Compute power and interpret guardrails
Company: DoorDash
Role: Data Scientist
Category: Statistics & Math
Difficulty: hard
Interview Round: Onsite
An A/B test of a new search ranking shipped for one week across 100 DMAs (50 control, 50 treatment). Summaries:
• Orders: control=1,000,000; treatment=1,050,000 (exposed by DMA-level randomization; assume no SRM unless shown).
• Mean delivery time (minutes): control=32.4 (SD=9.1), treatment=31.9 (SD=9.5).
• Cancellation rate: control=3.2%, treatment=3.5%.
• Baseline conversion: 15% (per session), target MDE=+0.3 pp.
• ICC across stores within a DMA: 0.15.
Tasks:
1) Compute the difference in mean delivery time and a 95% CI using a cluster-robust approach at the DMA level. State the exact estimator and SE formula you use and report the test statistic and p-value.
2) Check for SRM: run a chi-squared test on assignment counts using per-DMA exposure. What threshold flags SRM at α=0.05? How would you diagnose if flagged?
3) Guardrail interpretation: despite faster delivery, cancellations rose by 0.3 pp. Conduct a two-proportion z-test (and a cluster-adjusted variant). Quantify the practical significance (risk difference and relative risk) and whether this violates a pre-specified guardrail of “no increase >0.2 pp (95% CI).”
4) Power/MDE: With 50 DMAs per arm and the stated ICC, compute the design effect and the required per-DMA sample for detecting a +0.3 pp conversion lift at 80% power, α=0.05. Show formulas and numeric results.
5) Multiple metrics: You tracked 5 secondary metrics. Propose a Benjamini–Hochberg FDR=10% correction and illustrate with hypothetical p-values. When would you instead prefer Holm–Bonferroni?

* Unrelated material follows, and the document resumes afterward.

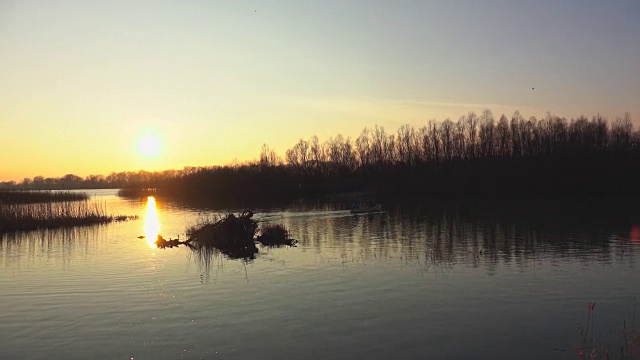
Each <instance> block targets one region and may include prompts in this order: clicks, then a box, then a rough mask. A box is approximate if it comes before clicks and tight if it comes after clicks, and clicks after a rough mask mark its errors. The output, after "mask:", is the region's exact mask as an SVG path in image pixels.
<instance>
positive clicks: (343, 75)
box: [0, 0, 640, 181]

6) Sensitivity: A mid-week outage hit 5 treatment DMAs. Explain a pre-registered diff-in-diff that uses last week as pre-period and weather/outage covariates, without introducing post-treatment bias. Include the regression specification with DMA and day fixed effects.
7) CUPED: Define a high-R² covariate (e.g., prior-week DMA mean delivery time) and write the CUPED-adjusted estimator for the treatment effect.
Quick Answer: This question evaluates competency in experimental design and applied statistics for cluster-randomized A/B tests, covering cluster-robust inference, mean and proportion comparisons, power/MDE calculations with ICC and design effects, multiple-testing control, and sensitivity adjustments such as difference-in-differences and CUPED.